El otro día un amigo me preguntó si estaba escribiendo algo,  le dije que sí y se ilusionó,  pero cuando le conté que era algo relacionado a mi maternidad pude ver el desencanto en su rostro. Me acordé que no solo él piensa que todo lo relacionado al cuerpo femenino no merece ser narrado. No es interesante hablar de menstruación, de menopausia, de partos ni de hijos. Hélène Cixous hablaba de la "escritura blanca", escribir con la leche materna, decía. Me gusta esa idea porque incluye el cuerpo femenino, el cuerpo materno, ese que ha sido excluido de los grandes temas de la literatura universal. Me acuerdo de un gran texto que escribió la Gaby Paz y Miño para Nido Parlante en el que se describía a si misma escribiendo en pijama, rodeada de tazas de café, y no como la imagen romántica del genio escritor en su despacho sin interrupciones.

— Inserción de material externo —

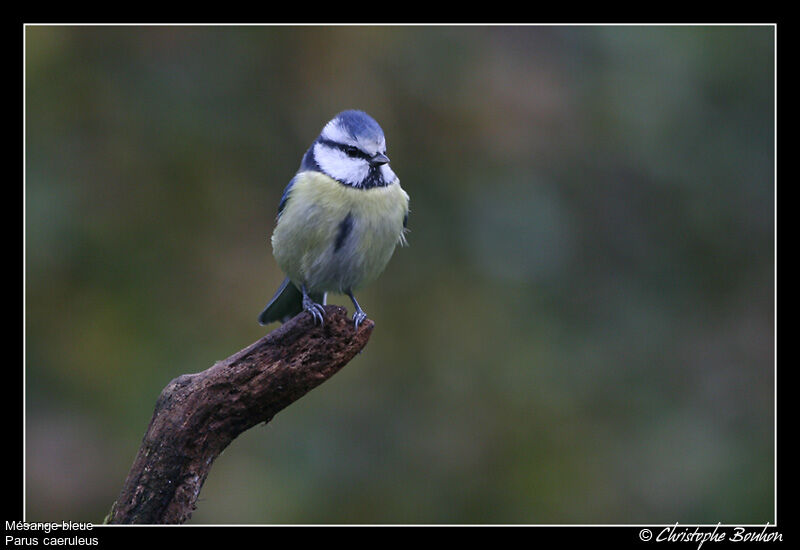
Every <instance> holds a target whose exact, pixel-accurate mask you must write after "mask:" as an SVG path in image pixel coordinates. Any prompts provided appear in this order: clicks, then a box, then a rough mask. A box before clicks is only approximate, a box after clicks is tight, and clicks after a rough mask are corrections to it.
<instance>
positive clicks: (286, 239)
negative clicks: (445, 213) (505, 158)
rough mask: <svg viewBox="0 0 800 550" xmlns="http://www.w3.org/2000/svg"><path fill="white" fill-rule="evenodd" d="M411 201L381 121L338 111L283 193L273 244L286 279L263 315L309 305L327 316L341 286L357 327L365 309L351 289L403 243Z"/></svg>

Aprender a escribir con interrupciones. Escribir sin pretender que lo doméstico no exista. Tener la capacidad de desdoblarse. Ser un millón de mujeres. Quizá sea muy romántico pero me gusta pensarme como araña, como mujer doble, triple, capaz de escalar la conciencia mientras preparo café.  Ser madre que escribe es eso, aprender a escribir mientras se cocina, mientras se lleva al hijo de la mano al parque, mientras se lava los platos. Pienso automáticamente, inconscientemente, en Alicia Alonso. Leí en alguna parte que cuando se quedó ciega aprendió a bailar en su cabeza. Bailar en la cabeza, escribir en la cabeza. Se parece un poco a esa libertad de la que escribió Ursula Le Guin que implica saberse autónoma el momento en que se escribe, así dure poco.  De alguna manera, una especie de resistencia. Por eso no quita que también se deba aprender a encontrar un tiempo a solas. Un tiempo sin interrupciones. Tiempo para escribir y nada más que escribir. También es legítimo. También es posible y necesario. Porque si encontramos tiempo para hacer tareas domésticas o trabajar en algo más, seguro existe también tiempo para escribir, lo que pasa es que  no siempre creemos merecerlo, porque a las mujeres que no tienen hijos les han dicho que escribir es cosa de hombres, y a las que si tenemos hijos nos han dicho que si ya elegimos parir, mejor nos olvidemos de escribir.
 
Termino este texto en la noche, mientras mi hijo y mi esposo duermen. No lo veo, para nada, como un acto heroico o sacrificado, de hecho, lo siento un privilegio. Reconozco que para mi hay algo de bello en eso de escribir mientras los demás duermen. A veces tengo que detener mi actividad, regresar a la cama y darle la teta a mi hijo, hasta que se duerma otra vez. Tampoco considero esa interrupción como una traba, porque cuando después vuelvo, despacito, a mi computadora,  ya no veo este texto con los mismos ojos, porque mientras he estado amamantando a mi hijo he pensado en cosas, he visto estas mismas palabras con los ojos cerrados. He pensado en las mujeres escribiendo en el clóset, en la cocina, en la cabeza, en el convento, escribiendo con traje de hombre. He honrado sus fantasmas y he recordado con devoción sus plegarias, reescribir el cuerpo, como pedía Woolf, reecribir el mundo, como pedía Le Guin. Entonces he regresado, despacito a este escritorio, a esta habitación propia bella e interrumpida,  para entender que las mujeres que queremos escribir necesitamos entender que el tiempo para escribir nos pertenece, y también, un poco, aprender a bailar en la cabeza.